En conséquence, il sera condamné à payer à époux [F] une somme qu’il est équitable de fixer à 500 euros au titre des frais irrépétibles.
3) Sur l’exécution provisoire
Aux termes des articles 514 et 514-1 du code de procédure civile, les décisions de première instance sont de droit exécutoires à titre provisoire, à moins que la loi ou la décision rendue n’en dispose autrement.
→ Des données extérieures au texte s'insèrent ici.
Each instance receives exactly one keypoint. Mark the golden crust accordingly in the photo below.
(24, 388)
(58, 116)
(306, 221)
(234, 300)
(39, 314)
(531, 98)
Le juge peut écarter l’exécution provisoire de droit en tout ou partie, s’il estime qu’elle est incompatible avec la nature de l’affaire.
En l’espèce, aucune demande contraire n’est formulée et aucune disposition ne vient en opposition.
En conséquence, la présente décision est exécutoire par provision de plein droit.
PAR CES MOTIFS
Le Tribunal, statuant après audience publique, par jugement réputé contradictoire et en premier ressort, par mise à disposition au greffe :
PRONONCE la résiliation du contrat conclu entre [O] [U] d’une part, et [C] [F] et [S] [I] épouse [F] d’autre part, suivant devis n°23000910 du 17 novembre 2023 ;
CONDAMNE [O] [U] à payer à [C] [F] et [S] [I] épouse [F] la somme de 15 800 euros à titre de réparation des préjudices nés de l’inexécution contractuelle, outre intérêts au taux légal à compter du 9 août 2024 ;
CONDAMNE [O] [U] aux dépens ;
CONDAMNE [O] [U] à payer à époux [F] la somme de 500 euros au titre des dispositions de l’article 700 du code de procédure civile ;
DÉBOUTE les parties de leurs demandes plus amples ou contraires ;
RAPPELLE que la présente décision est exécutoire par provision de plein droit.
Ainsi jugé et prononcé par mise à disposition les jour, mois et an susdits par le tribunal et le greffier susnommés.
EN FOI DE QUOI, le présent jugement a été signé par le Président et le Greffier, sus-désignés.